La instalación afectada por el fuego terminaba su vida útil en 2025. El domingo harán la «maniobra de la salamandra» para sacar el material fundido
24 mar 2023 . Actualizado a las 05:00 h.Un incendio en una siderurgia, uno capaz de detener el funcionamiento de un horno, no es un asunto pequeño. Y sin embargo, y pese a todo, las circunstancias en las que se ha dado el fuego en el Horno Alto A ofrecen también una alternativa particular. La instalación ya había estado paralizada por decisión de la multinacional durante un largo periodo del año pasado alegando la dirección que había caído la demanda de acero en el mercado internacional. Y además este horno tiene apenas dos años de esperanza de vida, estaba previsto sustituirlo por el futuro eléctrico dentro de los planes de descarbonización de la compañía. ¿Podría acelerarse este proceso de transición, que ha vivido no pocas demoras? «No hay decisión tomada aún al respecto», señalaron fuentes de la compañía en Asturias a preguntas de La Voz de Asturias.
Pero en todo caso, y a lo largo de la jornada de este jueves, en buena medida los cálculos se dirigieron a calibrar si sería viable y rentable una reparación. La multinacional comunicó a los sindicatos por la tarde su intención de evaluar si es posible reparar el horno y, de paso, convocar un nuevo Expediente de Regulación Temporal de Empleo (ERTE), al expirar la vigencia del actual este próximo día 31.
El secretario general de CCOO en ArcelorMittal Asturias, José Manuel Castro, en declaraciones recogidas por Europa Press, valoró la predisposición de la empresa a querer reparar el horno, que, de poder hacerse, estaría listo en un par de meses. Castro explicó que el domingo se va a realizar la llamada «maniobra de la salamandra», para intentar sacar el material fundido que ha quedado dentro del horno, suele durar entre cinco y seis días y consiste en el vaciado del interior del horno para, posteriormente, enfriarlo. Con la parada decidida por cuestiones comerciales, el horno estuvo casi cinco meses parado sin que se le hiciera una tarea de mantenimiento «de enjundia».

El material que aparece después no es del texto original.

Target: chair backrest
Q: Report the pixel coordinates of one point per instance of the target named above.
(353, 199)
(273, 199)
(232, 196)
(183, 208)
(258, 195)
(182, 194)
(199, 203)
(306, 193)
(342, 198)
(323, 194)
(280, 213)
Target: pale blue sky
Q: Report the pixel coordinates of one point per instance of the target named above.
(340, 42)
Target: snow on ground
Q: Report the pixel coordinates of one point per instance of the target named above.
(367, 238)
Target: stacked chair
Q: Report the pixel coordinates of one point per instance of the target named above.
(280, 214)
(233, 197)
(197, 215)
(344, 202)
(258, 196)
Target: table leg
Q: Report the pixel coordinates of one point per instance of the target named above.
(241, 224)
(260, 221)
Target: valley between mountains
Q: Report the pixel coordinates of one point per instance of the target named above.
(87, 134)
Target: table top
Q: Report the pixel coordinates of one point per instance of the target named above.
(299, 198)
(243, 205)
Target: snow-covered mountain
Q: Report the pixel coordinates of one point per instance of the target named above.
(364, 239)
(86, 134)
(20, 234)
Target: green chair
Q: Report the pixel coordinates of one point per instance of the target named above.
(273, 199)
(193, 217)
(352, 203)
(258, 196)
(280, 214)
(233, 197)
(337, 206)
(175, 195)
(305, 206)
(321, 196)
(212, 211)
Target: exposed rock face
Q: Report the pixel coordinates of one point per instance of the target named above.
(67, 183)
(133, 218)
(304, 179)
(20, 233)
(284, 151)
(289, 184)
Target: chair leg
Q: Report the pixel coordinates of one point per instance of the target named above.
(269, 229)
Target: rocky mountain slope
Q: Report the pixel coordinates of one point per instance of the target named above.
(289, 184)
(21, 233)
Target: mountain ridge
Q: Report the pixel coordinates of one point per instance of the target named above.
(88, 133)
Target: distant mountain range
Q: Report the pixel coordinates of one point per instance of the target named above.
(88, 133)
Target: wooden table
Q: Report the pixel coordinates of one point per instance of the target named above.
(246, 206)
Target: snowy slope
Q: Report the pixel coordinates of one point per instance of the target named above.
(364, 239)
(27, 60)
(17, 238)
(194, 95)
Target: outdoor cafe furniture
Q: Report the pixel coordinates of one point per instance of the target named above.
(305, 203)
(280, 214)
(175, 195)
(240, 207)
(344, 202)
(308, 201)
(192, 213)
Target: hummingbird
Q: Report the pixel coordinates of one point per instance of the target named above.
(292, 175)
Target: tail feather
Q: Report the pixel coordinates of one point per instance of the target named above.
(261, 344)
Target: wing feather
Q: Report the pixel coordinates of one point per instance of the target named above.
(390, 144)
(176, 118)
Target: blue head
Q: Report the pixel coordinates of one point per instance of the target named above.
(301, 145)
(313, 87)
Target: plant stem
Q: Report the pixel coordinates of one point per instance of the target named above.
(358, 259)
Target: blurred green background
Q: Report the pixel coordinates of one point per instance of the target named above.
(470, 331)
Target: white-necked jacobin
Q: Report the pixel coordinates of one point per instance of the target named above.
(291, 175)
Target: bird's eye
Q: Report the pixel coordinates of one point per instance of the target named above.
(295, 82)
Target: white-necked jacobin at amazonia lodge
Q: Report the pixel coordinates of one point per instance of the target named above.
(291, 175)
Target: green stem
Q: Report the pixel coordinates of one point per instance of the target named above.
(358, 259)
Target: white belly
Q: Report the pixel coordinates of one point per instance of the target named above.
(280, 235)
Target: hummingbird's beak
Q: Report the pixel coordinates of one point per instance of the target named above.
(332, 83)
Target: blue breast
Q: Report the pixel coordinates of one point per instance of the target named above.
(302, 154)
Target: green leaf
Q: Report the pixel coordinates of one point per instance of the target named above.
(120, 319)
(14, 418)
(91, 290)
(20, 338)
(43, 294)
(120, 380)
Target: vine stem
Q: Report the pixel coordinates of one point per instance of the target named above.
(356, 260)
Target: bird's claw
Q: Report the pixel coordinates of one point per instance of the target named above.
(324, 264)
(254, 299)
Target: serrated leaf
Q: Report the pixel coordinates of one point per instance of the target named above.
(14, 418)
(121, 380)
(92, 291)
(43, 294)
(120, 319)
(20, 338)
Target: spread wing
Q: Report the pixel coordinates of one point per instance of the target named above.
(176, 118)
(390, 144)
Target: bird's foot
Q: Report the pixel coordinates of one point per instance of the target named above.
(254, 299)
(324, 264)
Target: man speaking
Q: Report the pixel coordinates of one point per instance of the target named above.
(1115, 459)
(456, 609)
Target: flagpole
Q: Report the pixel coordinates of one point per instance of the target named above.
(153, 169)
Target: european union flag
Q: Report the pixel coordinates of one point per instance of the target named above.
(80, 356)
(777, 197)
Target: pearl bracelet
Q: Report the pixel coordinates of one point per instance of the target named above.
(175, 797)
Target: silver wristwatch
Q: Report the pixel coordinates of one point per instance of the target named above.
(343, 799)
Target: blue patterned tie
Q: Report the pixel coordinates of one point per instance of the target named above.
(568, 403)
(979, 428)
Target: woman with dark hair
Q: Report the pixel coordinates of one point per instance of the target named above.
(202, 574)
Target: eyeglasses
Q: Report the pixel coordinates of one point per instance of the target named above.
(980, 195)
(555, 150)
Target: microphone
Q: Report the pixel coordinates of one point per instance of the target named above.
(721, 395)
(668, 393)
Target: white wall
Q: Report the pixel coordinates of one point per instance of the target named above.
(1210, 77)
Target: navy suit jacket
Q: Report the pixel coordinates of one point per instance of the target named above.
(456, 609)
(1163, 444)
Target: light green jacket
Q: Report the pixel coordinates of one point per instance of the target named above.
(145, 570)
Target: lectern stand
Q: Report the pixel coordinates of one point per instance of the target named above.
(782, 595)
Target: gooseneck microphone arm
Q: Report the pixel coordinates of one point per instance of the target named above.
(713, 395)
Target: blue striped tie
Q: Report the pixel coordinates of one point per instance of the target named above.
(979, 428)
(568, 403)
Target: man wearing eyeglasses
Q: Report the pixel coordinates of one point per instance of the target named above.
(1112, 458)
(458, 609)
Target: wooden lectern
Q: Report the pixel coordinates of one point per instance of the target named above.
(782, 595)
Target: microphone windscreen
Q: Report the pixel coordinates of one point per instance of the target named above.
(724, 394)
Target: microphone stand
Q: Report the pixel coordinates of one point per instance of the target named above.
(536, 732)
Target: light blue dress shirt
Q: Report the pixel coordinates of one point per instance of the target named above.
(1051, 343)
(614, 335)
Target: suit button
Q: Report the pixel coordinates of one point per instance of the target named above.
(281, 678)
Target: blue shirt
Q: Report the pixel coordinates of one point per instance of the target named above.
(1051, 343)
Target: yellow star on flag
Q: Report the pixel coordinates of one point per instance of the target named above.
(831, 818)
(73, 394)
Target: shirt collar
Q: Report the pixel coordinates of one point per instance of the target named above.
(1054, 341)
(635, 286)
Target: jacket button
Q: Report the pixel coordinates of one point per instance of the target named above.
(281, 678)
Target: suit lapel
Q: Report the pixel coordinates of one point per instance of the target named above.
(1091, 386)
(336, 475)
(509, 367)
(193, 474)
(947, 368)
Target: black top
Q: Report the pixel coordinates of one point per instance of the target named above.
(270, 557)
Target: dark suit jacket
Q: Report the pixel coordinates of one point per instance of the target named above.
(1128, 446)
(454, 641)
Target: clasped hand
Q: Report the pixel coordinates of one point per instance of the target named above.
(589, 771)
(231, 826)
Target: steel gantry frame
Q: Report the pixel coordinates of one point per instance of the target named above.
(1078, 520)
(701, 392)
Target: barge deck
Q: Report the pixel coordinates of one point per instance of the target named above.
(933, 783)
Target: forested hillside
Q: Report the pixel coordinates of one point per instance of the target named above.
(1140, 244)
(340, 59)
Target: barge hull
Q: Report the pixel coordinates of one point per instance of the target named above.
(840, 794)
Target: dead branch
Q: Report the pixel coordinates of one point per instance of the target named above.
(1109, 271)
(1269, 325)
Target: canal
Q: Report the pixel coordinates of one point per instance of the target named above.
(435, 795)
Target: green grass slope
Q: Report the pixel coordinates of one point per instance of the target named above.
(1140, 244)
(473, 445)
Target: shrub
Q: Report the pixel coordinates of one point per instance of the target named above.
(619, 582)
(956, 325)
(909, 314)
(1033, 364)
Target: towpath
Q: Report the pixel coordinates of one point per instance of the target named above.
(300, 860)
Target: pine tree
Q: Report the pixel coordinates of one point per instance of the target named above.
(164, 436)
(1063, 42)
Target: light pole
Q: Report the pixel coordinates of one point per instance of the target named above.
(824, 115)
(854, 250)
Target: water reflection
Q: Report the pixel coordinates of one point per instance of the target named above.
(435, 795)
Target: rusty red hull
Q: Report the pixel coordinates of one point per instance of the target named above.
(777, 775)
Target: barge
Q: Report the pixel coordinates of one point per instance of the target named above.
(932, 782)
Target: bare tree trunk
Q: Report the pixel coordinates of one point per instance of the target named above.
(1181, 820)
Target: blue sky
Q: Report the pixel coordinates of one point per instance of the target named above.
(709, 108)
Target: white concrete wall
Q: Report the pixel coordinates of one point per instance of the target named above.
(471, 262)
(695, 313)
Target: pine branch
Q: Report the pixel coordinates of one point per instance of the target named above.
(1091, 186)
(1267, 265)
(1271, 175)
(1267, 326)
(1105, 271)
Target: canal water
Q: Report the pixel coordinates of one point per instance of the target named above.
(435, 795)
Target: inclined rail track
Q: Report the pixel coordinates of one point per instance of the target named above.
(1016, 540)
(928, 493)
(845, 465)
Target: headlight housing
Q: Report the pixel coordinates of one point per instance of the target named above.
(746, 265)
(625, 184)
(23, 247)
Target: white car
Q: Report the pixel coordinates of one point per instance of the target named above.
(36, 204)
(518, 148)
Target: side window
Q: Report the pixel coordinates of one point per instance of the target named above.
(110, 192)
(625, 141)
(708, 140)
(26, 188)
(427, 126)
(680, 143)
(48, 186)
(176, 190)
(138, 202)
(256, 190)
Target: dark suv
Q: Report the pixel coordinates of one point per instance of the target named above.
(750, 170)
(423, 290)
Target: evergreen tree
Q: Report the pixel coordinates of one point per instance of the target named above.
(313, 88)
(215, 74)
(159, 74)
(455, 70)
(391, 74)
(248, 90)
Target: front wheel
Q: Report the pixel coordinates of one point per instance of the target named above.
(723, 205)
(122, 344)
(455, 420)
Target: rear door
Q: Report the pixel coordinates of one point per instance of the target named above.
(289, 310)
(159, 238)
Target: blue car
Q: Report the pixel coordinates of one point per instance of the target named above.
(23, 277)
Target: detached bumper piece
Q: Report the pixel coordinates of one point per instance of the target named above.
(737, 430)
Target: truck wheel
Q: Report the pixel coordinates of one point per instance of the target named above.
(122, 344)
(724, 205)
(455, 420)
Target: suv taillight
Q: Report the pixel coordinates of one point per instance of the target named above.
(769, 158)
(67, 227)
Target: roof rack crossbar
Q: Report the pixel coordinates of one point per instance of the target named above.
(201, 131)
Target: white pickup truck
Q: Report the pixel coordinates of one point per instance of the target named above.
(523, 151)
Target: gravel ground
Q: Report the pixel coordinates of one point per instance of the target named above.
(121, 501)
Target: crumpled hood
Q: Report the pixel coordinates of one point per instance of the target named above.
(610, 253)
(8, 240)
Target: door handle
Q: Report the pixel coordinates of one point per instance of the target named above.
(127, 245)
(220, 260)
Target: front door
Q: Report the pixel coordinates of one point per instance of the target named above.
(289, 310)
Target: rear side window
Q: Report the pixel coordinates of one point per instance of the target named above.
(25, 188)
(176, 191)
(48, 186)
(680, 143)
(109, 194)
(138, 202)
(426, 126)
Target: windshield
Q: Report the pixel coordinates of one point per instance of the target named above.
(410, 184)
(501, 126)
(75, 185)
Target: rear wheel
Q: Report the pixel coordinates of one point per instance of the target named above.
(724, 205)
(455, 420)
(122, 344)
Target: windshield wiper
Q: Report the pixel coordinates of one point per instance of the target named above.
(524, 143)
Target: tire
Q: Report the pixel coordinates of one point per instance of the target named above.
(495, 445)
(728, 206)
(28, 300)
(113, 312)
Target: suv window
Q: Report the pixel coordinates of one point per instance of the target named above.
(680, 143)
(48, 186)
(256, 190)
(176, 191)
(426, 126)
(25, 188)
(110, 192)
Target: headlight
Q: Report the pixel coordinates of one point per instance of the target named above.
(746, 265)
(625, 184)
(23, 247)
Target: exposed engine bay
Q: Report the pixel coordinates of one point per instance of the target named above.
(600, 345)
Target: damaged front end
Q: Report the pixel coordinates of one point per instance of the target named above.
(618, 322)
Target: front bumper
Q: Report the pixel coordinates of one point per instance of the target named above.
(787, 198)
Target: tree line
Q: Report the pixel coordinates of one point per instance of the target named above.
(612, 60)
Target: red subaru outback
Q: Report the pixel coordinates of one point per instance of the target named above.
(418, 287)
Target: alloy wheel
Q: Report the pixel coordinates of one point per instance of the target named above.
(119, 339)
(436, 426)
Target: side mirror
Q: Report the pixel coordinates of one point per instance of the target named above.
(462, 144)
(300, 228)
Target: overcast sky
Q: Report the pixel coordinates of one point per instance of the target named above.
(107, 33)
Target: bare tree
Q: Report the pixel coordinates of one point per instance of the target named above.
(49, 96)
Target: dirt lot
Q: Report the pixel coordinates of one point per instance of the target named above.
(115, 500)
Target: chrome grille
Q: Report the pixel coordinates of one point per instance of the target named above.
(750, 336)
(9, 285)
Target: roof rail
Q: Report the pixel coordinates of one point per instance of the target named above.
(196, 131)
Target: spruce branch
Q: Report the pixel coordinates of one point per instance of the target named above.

El representante sindical recordó también que el horno se paró con carga en su interior. Según la explicación de la propia empresa el fuego originado en el Horno Alto A se produjo por una reacción interna por contacto del arrabio (el hierro líquido) con agua dentro del crisol, durante una operación de mantenimiento programada.
El horno debía terminar su vida útil en principio en 2024 y se concedió uno más de prórroga para alargarlo a 2025, pero para entonces debería ser sustituido por un horno eléctrico dentro de los planes de transformación de la compañía y que rondan en conjunto una inversión de unos 1.000 millones de euros en Asturias pero que han avanzado a paso lento, desde la propia multinacional y desde las instituciones europeas que deben dar placet a sus trámites.
El Principado ya concedió a la empresa el visto bueno a la declaración de impacto ambiental para instalar un horno eléctrico, un primer paso de la transformación. El pasado mes de febrero la Comisión Europea aprobó una ayuda de 460 millones de euros para ayudar a ArcelorMittal a construir en Asturias una planta de hierro de reducción directa a base de hidrógeno renovable, casi la mitad de la inversión.
La siderúrgica participa asimismo en el proyecto HyDEal que impulsa uno de los hubs de hidrógeno verde más importantes del mundo. En esta iniciativa participan Enagás, Fertiberia y DH2 Energy. Quieren implantar en Asturias un complejo fotovoltaico en cuya puesta en marcha participarán Técnicas Reunidas, Vinci, Power China Ghizou y TSK. Para suministrar H2 a las nuevas plantas de Gijón.
En las factorías de Asturias se prevé la construcción de una planta de reducción directa del mineral de hierro con hidrógeno verde y otro horno eléctrico en Avilés. Las inversiones deberían reducir las emisiones de CO2 en un 50% en los próximos cinco años. Pero ese proyecto tiene otra vertiente medular que habrá que negociar con los representantes sindicales: la reducción un 20% de la plantilla, lo que supone unos 1.000 empleos, la mayoría de ellos en Asturias.